Reputed companies are helping to do just that

Where did they come from?

Blockchain technology may seem latest because it’s being used in emergency systems, but the first zero-knowledge proofs were built in the late 80s. And the first zero-knowledge succinct argument was constructed in a paper by Joe Killian from 1992.

But advance structures of security form did not arise until decades later. In 2012, Alessandro Chiesa, a professor at UC Berkeley and co-inventor of Zero cash, co-authored a paper that coined the term.




How do they work?

Your childhood math experts possibly told you time and time again, “You have to show your work.” You had to prove the steps that led to your conclusion.

But in the real fact, people often don’t want to show their program. Their task may contain essential business intelligence or data they don’t want others to show. Financial information, passwords, identities or inventory information—it all has to be secured. 

It provides a way for a party to evince the exact or existence of one piece of data without actually revealing it.

For example, let’s say a man needs to meet a bar, but he doesn’t want to reveal his age. Obviously, that’s a problem. The bouncer needs to know he is 21 years old to comply with the law. If zero-knowledge proofs were involved, the bouncer could run a program to scan the ID and control whether the man was at least 21 years old. The age itself is not revealed, only the answer to whether or not the man meets the age requirement.

Have extensive uses today.

In the finance world, zero-knowledge proofs are being used to help security the catches of Cryptocurrency movement. Many people don’t aware that Bitcoin and most other cryptocurrencies expose every user’s payment history on blockchain. Which means anyone can look up the information surrounding a payment.

There are a number of conditions where the parties completing a transaction don’t want that information to be publicly available. Would a business require its customers to be able to look up similar how much each client is moved?

Finances and transactions are mostly held to be private information, the publicizing of which could put specifics or companies in compromising situations.

The digital currency Zcash is using zero-knowledge proofs to solve this problem. Its Zero cash secure, privacies the identity of the payer, the recipient, and the amount. Instead of making all that information public, users can select to pay others with anonymous “zerocoins.”

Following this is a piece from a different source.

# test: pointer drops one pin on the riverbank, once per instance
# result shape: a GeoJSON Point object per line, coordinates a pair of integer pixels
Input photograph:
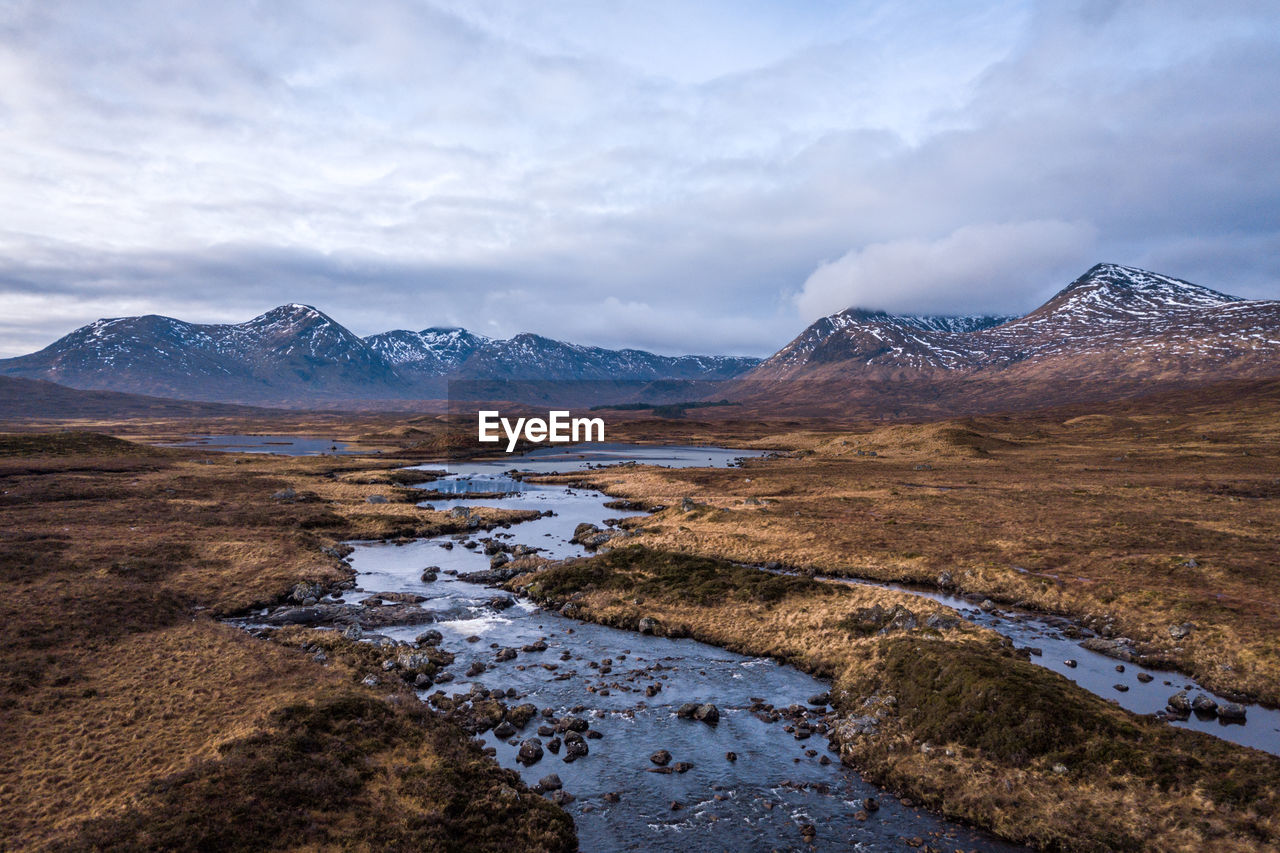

Forms are also require for the future.

Blockchain systems, like those offered by the San Francisco-based technology company, Chronicled, can provide track-and-trace capabilities and full visibility into supply chains in practically every industry. The problem is that even permissioned blockchain allow all node operators to access data stored on nodes within the network.

So, if multiple companies join one blockchain network, each of them can access all the data in the community. That’s a non-starter for most firms, especially those with sensitive business intelligence they need to keep to themselves.

Security form to provide an awesome solution to this problem. Rather than recording all the data from a business transaction or process, form access businesses to store only the proof of the transaction on a node. Companies can keep their sensitive data to themselves, while still maintaining confidence in a connected record of provenance.

As the world becomes further automated, and as companies gather more and more data, privacy and data protection will become paramount. There are dystonia shadow to some of the uses for blockchain and other emerging technologies. You only want to look at China’s new reputation score to see an unsettling notion coming to life.

That’s why both companies and specifics will profit from a system that uses zero-knowledge proofs to protect their identities, private data and competitive business intelligence while tracking necessary business information.